After I have the database `apachelogs` set up, I download and extract the CSV data from MaxMind (See here and use the link to 'Download the latest GeoLite City CSV Format'). Then I fire up the mysql client and create the tables to hold the GeoIP data:
USE apachelogs; -- your database name here.
DROP TABLE IF EXISTS `blocks`; CREATE TABLE `blocks` ( `startIPNum` int(10) unsigned NOT NULL, `endIPNum` int(10) unsigned NOT NULL, `locID` int(10) unsigned NOT NULL, PRIMARY KEY (`startIPNum`,`endIPNum`) ) ENGINE=MyISAM DEFAULT CHARSET=latin1 PACK_KEYS=1 DELAY_KEY_WRITE=1;
DROP TABLE IF EXISTS `location`; CREATE TABLE `location` ( `locID` int(10) unsigned NOT NULL, `country` char(2) default NULL, `region` char(2) default NULL, `city` varchar(45) default NULL, `postalCode` char(7) default NULL, `latitude` double default NULL, `longitude` double default NULL, `dmaCode` char(3) default NULL, `areaCode` char(3) default NULL, PRIMARY KEY (`locID`), KEY `Index_Country` (`country`) ) ENGINE=MyISAM DEFAULT CHARSET=latin1 ROW_FORMAT=FIXED;
Then load the data. Ubuntu 8.10 adds a 'helpful' service called apparmor that prevents rouge software from accessing your machine. This means that MySQL can't see your home dir. The easiest fix for me was to just move the GeoLiteCity files to the folder where MySQL stored the database (mv Geo* /var/lib/mysql/apachelogs/).

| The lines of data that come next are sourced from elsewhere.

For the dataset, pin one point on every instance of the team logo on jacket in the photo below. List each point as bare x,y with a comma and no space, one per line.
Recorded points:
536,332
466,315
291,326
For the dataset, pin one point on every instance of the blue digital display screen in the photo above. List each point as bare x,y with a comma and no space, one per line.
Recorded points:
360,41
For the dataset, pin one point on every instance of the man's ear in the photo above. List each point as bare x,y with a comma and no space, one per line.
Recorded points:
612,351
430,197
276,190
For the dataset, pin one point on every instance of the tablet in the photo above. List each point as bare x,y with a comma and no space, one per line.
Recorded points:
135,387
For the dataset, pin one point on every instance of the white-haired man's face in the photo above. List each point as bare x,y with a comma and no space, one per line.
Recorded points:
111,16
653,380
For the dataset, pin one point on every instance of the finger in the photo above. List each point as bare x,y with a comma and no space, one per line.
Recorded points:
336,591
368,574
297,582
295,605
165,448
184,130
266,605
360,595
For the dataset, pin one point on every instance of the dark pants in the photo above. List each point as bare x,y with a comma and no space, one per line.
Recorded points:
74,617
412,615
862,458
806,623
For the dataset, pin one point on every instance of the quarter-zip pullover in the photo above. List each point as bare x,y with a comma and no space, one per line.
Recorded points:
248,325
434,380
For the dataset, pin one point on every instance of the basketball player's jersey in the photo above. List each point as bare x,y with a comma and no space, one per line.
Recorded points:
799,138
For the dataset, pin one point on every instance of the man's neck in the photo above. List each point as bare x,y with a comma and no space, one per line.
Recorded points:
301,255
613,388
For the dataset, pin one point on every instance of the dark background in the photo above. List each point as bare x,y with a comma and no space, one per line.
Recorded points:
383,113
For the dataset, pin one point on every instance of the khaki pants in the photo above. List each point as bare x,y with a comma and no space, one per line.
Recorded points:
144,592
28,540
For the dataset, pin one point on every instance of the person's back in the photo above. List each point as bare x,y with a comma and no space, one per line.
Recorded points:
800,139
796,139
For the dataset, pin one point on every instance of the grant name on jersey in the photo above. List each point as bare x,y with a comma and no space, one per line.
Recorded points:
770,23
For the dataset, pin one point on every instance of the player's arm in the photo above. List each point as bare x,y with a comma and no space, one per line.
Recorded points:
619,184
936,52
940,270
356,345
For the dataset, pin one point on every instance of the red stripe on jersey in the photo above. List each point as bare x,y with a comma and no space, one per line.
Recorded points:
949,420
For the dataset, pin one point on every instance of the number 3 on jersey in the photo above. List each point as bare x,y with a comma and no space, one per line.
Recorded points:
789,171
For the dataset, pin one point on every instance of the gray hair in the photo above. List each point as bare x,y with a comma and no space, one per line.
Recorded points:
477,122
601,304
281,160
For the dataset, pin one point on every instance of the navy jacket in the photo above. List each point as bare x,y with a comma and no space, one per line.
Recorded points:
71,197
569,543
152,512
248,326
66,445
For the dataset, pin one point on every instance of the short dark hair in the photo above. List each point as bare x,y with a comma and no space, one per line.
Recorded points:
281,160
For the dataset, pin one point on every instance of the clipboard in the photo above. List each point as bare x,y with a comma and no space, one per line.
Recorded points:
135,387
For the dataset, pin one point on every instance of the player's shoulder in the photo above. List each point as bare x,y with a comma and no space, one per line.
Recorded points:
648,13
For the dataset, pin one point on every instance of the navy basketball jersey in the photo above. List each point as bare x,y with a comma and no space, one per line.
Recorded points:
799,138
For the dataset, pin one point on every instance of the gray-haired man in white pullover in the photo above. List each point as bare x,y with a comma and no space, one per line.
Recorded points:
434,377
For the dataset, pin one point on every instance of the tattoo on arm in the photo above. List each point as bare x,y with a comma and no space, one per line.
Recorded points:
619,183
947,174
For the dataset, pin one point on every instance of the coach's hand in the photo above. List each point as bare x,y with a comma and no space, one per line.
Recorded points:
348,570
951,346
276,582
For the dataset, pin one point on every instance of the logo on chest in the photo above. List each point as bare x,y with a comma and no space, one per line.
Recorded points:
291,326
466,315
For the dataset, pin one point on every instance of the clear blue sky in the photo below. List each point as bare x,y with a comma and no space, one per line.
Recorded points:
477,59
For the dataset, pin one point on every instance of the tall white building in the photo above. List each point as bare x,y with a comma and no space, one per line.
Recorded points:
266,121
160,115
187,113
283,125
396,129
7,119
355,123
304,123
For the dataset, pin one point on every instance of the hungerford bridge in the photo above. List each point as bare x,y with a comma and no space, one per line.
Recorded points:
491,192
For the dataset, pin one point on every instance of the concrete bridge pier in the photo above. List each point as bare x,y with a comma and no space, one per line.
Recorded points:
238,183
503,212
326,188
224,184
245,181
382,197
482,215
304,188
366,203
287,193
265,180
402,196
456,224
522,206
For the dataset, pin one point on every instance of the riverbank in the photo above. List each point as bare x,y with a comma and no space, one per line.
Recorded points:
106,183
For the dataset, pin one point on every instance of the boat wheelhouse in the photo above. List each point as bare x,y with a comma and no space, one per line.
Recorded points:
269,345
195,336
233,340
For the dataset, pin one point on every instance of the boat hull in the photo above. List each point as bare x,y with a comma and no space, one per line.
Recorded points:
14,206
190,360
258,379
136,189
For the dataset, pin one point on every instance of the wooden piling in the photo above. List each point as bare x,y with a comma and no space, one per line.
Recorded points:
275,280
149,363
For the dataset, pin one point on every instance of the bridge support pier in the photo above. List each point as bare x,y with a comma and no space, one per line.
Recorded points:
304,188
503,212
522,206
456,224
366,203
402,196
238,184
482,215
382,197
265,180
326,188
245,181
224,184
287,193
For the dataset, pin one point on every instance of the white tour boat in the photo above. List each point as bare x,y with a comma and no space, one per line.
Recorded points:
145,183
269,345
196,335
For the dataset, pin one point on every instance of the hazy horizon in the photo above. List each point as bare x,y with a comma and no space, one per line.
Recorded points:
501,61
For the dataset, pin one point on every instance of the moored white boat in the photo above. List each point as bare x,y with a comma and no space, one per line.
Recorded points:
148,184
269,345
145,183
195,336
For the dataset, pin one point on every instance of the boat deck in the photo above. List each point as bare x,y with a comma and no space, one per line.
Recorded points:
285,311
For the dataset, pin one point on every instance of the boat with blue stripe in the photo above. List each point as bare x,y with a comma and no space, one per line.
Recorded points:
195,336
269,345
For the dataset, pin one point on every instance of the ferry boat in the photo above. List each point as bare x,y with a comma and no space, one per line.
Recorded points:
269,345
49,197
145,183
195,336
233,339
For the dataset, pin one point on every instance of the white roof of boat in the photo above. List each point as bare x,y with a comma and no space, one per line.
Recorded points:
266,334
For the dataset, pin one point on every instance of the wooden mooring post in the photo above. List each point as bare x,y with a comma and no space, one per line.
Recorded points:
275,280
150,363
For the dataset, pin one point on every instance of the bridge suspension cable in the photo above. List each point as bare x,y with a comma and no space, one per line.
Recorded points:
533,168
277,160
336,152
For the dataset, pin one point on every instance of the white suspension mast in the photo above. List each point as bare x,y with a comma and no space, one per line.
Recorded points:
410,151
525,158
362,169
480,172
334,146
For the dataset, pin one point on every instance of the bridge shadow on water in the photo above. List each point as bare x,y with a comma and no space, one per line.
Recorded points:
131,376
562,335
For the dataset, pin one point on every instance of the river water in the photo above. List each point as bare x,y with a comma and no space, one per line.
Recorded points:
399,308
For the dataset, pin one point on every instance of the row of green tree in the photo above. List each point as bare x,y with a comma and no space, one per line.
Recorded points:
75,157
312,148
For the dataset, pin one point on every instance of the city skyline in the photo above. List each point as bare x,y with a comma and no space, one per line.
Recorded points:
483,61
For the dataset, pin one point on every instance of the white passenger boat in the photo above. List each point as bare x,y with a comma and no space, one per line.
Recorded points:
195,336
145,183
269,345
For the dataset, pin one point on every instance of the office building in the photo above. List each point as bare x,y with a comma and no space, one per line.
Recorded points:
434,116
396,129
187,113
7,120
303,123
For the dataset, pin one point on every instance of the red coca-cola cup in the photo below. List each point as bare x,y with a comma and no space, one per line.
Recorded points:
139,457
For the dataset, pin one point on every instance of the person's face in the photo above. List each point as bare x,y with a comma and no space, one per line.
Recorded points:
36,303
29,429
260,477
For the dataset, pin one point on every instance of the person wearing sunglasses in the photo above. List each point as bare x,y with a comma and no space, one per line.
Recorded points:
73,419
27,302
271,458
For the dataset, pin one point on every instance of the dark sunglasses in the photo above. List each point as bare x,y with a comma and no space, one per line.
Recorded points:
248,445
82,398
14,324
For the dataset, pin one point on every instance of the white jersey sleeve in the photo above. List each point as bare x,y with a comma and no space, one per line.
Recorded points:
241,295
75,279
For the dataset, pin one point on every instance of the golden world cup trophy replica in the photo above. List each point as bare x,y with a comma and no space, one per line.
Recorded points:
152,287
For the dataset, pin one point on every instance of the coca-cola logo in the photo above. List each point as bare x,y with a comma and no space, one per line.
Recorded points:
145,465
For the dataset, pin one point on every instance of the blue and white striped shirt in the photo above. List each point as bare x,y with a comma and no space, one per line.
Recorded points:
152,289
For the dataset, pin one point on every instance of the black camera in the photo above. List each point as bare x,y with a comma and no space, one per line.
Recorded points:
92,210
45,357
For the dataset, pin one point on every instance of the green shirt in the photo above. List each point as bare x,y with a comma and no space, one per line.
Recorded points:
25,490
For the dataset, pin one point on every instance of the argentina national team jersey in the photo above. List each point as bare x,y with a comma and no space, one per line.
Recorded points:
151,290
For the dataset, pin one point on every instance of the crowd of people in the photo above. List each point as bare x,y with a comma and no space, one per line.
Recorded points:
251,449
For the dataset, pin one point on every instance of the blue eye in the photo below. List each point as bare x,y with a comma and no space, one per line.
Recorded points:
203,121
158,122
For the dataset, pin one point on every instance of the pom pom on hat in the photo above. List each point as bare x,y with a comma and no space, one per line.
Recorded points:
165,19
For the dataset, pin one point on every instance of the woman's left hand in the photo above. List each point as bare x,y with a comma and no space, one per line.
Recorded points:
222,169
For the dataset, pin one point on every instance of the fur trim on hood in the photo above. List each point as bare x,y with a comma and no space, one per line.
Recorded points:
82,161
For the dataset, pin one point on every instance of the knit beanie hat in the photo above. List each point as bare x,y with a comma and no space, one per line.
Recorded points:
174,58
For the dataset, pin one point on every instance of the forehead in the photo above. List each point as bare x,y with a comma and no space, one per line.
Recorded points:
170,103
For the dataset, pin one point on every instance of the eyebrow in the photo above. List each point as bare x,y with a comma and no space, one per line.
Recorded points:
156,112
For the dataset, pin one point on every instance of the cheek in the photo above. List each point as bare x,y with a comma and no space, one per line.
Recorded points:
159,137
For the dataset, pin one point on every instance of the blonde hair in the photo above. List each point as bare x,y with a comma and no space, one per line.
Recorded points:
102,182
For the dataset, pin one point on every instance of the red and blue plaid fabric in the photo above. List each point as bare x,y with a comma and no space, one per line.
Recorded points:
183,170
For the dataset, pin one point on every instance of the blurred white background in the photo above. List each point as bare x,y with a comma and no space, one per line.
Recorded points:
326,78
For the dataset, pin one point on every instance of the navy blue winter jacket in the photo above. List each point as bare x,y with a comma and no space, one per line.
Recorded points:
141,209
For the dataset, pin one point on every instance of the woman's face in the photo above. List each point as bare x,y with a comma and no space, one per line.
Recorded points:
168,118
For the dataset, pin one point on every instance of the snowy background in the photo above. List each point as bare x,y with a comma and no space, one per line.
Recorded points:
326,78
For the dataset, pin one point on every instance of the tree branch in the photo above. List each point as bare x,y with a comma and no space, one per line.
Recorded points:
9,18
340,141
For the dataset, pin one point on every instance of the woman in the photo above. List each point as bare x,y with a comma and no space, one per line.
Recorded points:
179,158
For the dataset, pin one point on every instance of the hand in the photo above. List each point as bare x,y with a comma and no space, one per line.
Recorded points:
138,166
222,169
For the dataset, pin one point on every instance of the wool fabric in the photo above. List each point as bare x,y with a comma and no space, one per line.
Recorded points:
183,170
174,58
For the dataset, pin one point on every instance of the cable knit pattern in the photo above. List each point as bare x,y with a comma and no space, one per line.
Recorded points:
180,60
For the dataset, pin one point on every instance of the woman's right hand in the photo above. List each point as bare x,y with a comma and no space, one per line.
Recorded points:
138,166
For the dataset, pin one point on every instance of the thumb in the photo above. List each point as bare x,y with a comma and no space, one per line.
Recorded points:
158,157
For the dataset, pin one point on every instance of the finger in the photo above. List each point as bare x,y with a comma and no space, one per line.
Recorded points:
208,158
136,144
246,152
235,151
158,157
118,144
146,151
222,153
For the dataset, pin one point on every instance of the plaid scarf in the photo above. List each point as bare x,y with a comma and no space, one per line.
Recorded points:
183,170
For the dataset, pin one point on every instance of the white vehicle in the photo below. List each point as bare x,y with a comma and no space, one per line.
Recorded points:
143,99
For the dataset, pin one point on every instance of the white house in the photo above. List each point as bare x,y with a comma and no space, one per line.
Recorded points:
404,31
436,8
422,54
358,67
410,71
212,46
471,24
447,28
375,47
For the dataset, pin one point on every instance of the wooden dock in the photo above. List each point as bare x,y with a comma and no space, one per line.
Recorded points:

use apachelogs; load data infile 'GeoLiteCity-Blocks.csv' into table `blocks` fields terminated by ',' optionally enclosed by '"' lines terminated by '\n' ignore 2 lines;
load data infile 'GeoLiteCity-Location.csv' into table `location` fields terminated by ',' optionally enclosed by '"' lines terminated by '\n' ignore 2 lines;
After reading the docs, you might think it's a good idea to use "where ip between startIPNum and endIPNum"- I did and it was pretty slow. Here's a function that is much faster. Once you have this function defined, IPTOLOCID(ip_address) will return the locID (location ID in the GeoLitCity-Location table) for a given ip_address given in string format:
DELIMITER $$ DROP FUNCTION IF EXISTS `IPTOLOCID` $$ CREATE FUNCTION `IPTOLOCID`( ip VARCHAR(15)) RETURNS int(10) unsigned BEGIN DECLARE ipn INTEGER UNSIGNED; DECLARE locID_var INTEGER; IF ip LIKE '192.168.%' OR ip LIKE '10.%' THEN RETURN 0; END IF; SET ipn = INET_ATON(ip); SELECT locID INTO locID_var FROM `blocks` INNER JOIN (SELECT MAX(startIPNum) AS start FROM `blocks` WHERE startIPNum <= ipn) AS s ON (startIPNum = s.start) WHERE endIPNum >= ipn; RETURN locID_var; END $$ DELIMITER ;
Here's an example of using the whole thing to see where in the world your web visitors are coming from in the last 30 days:
SELECT from_unixtime(a.time_stamp) AS `time` , a.remote_host, l.city, l.region, l.country , a.referer, a.request_uri FROM access_log AS a LEFT OUTER JOIN `location` AS l ON l.LocID = apachelogs.IPTOLOCID(a.remote_host) AND from_unixtime(a.time_stamp) > DATE_SUB(CURDATE(),INTERVAL 30 DAY) ORDER BY a.time_stamp DESC;
In production, I have a column for LocID in access_log that is set by an INSERT trigger. This makes for very fast reads.